The average cost of undergraduate education at an in-state school is $9,349 per academic year and $27,023 for out-of-state tuition, according to the Education Data Initiative. A year at a private college is about $53,217.
Families are paying for education long after graduation. The average federal student loan debt per borrower is $36,510.
“Families and students are looking at … the cost of college and the ever-accelerating rates of increase in tuition. They’re hearing about the issue of student debt. They have observed friends and older brothers and sisters, maybe even parents who have gotten themselves into a position where they have taken on too much debt, too, to obtain a college education, and they don’t want to be in that situation,” Eitel said. “That’s an issue that really puts higher education into a bind, and it’s a vicious feedback loop that they enter into where they have fewer, fewer enrollments, their costs are fixed, and they’re in a situation where they have to meet the cost of doing business with fewer students.”
The enrollment decline has broad implications for the financial solvency of higher education. Federal and state funding to most institutions is allocated based on a college’s enrollment statistics. Federal student aid funds are distributed through the FAFSA application and disbursed on behalf of individual students to their chosen institution.
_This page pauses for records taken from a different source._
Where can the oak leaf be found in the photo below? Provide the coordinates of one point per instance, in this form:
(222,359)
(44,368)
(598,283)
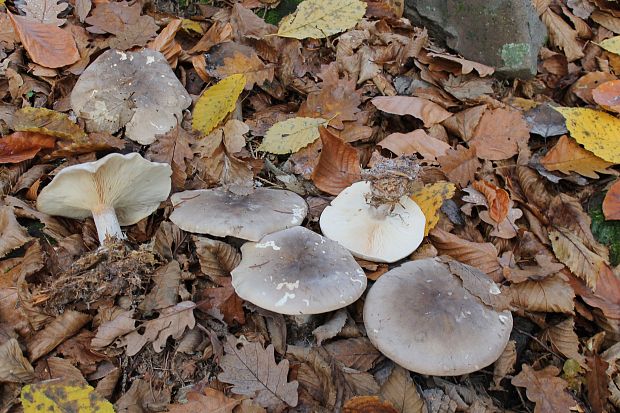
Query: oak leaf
(611,203)
(46,44)
(20,146)
(567,156)
(428,112)
(545,389)
(254,372)
(338,166)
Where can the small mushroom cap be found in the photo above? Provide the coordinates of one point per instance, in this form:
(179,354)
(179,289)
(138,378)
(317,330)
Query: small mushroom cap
(138,90)
(420,316)
(369,234)
(297,271)
(130,184)
(222,213)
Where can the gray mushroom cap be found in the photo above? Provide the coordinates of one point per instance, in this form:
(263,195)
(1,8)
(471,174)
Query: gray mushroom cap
(421,316)
(222,213)
(138,90)
(297,271)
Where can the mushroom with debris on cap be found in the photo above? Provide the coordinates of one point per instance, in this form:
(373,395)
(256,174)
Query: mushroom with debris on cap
(383,233)
(115,190)
(297,271)
(246,216)
(438,317)
(137,90)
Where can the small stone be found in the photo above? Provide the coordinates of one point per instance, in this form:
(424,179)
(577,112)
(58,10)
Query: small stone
(505,34)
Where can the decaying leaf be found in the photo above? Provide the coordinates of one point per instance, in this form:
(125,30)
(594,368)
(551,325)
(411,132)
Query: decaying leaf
(63,396)
(216,102)
(253,372)
(291,135)
(320,18)
(596,131)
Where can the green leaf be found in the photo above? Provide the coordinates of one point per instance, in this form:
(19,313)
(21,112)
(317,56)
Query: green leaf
(291,135)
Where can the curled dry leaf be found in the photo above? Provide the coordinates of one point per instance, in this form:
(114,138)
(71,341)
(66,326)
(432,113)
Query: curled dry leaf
(338,165)
(253,372)
(46,44)
(20,146)
(429,112)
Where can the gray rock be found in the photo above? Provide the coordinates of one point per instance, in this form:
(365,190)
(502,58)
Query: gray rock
(505,34)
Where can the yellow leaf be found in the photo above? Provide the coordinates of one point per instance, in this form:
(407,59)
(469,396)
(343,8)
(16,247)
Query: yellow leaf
(61,396)
(321,18)
(291,135)
(217,102)
(611,45)
(597,131)
(430,198)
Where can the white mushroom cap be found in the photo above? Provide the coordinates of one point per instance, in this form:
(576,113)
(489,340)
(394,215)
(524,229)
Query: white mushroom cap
(421,316)
(371,233)
(223,213)
(297,271)
(116,190)
(138,90)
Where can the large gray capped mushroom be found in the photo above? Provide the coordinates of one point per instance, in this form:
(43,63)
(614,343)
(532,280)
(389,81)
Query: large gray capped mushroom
(137,90)
(222,213)
(437,318)
(115,190)
(297,271)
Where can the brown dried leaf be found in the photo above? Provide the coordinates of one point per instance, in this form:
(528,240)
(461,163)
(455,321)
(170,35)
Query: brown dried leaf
(253,372)
(545,389)
(338,166)
(499,134)
(46,44)
(60,329)
(429,112)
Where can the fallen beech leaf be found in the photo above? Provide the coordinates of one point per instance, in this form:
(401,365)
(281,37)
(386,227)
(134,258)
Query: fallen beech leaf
(20,146)
(216,102)
(212,401)
(499,134)
(318,19)
(46,44)
(567,156)
(418,141)
(545,389)
(12,235)
(611,203)
(291,135)
(430,198)
(368,404)
(429,112)
(253,372)
(608,95)
(338,166)
(570,250)
(596,131)
(63,396)
(460,165)
(497,199)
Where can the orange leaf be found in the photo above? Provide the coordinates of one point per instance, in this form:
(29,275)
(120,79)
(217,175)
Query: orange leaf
(611,203)
(47,44)
(21,146)
(608,95)
(338,166)
(497,198)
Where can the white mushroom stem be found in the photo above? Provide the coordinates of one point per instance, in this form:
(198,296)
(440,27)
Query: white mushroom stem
(107,223)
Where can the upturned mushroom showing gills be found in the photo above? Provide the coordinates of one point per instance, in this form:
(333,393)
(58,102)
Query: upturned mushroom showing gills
(222,213)
(115,190)
(437,317)
(297,271)
(382,233)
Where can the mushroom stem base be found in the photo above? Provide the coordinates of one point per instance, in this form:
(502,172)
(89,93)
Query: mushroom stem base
(107,224)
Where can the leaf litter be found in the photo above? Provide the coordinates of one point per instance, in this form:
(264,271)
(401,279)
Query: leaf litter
(520,182)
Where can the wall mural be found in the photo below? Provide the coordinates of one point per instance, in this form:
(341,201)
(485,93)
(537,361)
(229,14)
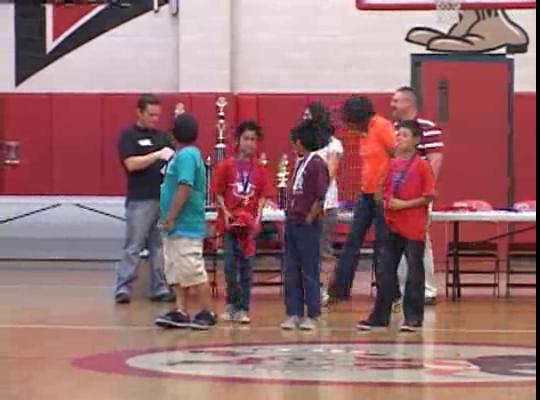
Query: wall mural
(482,26)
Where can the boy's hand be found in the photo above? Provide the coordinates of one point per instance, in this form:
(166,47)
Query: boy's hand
(166,154)
(258,219)
(229,218)
(311,218)
(397,204)
(168,225)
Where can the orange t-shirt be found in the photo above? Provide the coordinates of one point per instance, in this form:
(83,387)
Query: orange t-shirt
(375,149)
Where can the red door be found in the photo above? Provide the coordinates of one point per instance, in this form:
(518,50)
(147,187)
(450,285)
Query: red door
(469,97)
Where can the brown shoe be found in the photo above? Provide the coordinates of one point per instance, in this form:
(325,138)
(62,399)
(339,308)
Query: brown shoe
(478,31)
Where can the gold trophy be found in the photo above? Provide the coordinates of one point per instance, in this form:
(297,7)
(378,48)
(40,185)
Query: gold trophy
(283,181)
(221,140)
(209,172)
(263,160)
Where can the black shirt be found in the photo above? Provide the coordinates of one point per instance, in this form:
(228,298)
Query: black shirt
(137,141)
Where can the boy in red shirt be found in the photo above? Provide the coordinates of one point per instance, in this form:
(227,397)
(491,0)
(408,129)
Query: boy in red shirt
(409,189)
(242,188)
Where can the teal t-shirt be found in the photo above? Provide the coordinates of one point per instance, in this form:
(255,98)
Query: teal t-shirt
(186,168)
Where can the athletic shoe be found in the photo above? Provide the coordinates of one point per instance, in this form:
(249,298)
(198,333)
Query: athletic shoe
(174,320)
(291,324)
(204,321)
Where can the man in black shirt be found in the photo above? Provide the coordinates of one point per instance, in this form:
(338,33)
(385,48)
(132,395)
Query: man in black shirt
(144,152)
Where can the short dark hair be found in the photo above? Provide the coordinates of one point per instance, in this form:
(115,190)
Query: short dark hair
(358,110)
(321,117)
(186,129)
(310,136)
(412,92)
(249,125)
(147,100)
(412,126)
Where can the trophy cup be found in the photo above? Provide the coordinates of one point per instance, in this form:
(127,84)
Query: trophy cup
(221,140)
(209,171)
(179,109)
(283,182)
(10,153)
(263,160)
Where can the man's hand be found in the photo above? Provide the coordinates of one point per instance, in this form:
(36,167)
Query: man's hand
(397,204)
(166,153)
(229,218)
(168,225)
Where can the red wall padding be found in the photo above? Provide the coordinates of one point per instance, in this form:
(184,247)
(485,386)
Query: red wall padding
(28,120)
(69,141)
(77,157)
(119,111)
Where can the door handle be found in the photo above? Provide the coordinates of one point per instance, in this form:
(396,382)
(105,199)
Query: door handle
(10,153)
(444,100)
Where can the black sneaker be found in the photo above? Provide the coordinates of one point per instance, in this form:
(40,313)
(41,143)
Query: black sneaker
(369,326)
(174,320)
(164,298)
(411,327)
(431,301)
(122,298)
(204,321)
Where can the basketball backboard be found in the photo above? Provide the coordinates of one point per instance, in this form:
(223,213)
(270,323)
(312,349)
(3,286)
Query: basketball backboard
(431,4)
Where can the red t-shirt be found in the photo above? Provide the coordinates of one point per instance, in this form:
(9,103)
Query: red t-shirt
(409,180)
(242,184)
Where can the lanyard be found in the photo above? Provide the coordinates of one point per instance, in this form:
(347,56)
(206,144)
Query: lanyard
(401,177)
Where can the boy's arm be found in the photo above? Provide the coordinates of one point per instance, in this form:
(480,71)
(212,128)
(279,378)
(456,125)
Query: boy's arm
(320,188)
(314,213)
(219,188)
(186,168)
(397,204)
(226,213)
(180,199)
(428,192)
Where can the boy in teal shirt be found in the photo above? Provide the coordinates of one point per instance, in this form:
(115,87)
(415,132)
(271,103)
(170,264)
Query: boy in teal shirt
(183,194)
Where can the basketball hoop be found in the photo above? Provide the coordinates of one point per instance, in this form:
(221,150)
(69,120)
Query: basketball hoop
(448,11)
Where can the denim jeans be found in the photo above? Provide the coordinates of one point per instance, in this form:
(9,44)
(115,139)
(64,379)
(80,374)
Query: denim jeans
(303,269)
(366,213)
(142,232)
(396,246)
(238,275)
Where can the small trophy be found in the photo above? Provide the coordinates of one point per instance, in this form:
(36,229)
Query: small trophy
(179,109)
(283,182)
(263,160)
(209,171)
(10,153)
(221,140)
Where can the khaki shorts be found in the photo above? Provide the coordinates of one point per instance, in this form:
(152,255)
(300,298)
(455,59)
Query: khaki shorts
(184,262)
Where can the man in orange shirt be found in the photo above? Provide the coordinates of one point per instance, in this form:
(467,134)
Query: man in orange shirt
(377,145)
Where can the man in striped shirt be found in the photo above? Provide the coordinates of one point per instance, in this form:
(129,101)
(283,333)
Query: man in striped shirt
(405,107)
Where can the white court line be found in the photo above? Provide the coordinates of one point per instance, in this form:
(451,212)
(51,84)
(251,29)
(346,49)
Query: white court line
(246,329)
(54,287)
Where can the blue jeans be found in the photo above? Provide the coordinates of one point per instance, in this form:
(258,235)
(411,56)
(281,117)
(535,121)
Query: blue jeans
(303,269)
(238,274)
(142,232)
(366,213)
(413,305)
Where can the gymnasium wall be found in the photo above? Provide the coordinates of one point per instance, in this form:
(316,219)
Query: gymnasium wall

While federal COVID-19 relief funds may have delayed financial disaster, the threat still looms.
“I think it’s a certainty that there’s going to be more institutions closing up [down] the road,” Eitel added. “I don’t think that higher education is truly prepared for these changes, although everybody knows they’re coming. It’s a bit of a slow-motion train wreck.”
More challenges are on the horizon, with the declining birthrate hitting a record low in 2020 with 1.6 births per female in the United States, well short of the replacement birthrate of 2.1.
“These are deep-seated changes in demographics,” Eitel said.
But while the overall picture may look bleak, Daniel Hurley, the CEO of the Michigan Association of State Universities, told the Washington Examiner that relief to his state’s public colleges could come in the form of state funding through a proposal dubbed the “Michigan Achievement Scholarship” that would give students as much as $6,000 to attend state universities.
Hurley said, “So much of state policy debate has been around taxes, and my new mantra has been that talent trumps tax policy every day of the week. If Michigan or any other state is going to succeed, it’s not going to be your own taxes. It’s going to be around talent, and that all ties in with college affordability.”
Hurley remains optimistic about the long-term prospects for higher education in his state, noting that a 2017 survey conducted by his organization found that 84% of Michigan parents expect their children to attend college and obtain a four-year degree, and the salary prospects for a college graduate still exceed those of a non-college graduate.
At least in the short term, Hurley said that he thinks the expectation of obtaining a four-year degree remains but added that concerns and apprehension also exist, especially amid more lucrative employment opportunities driven by a labor shortage that has seen wages rise in many low-skill jobs often filled by teenagers.
“I think we have seen some high school students who may be on [the] bubble are forgoing college because they are seeing that near-term benefit of making a couple extra dollars more per hour,” Hurley said. “Now, two, three years from now, they might kind of regret that.”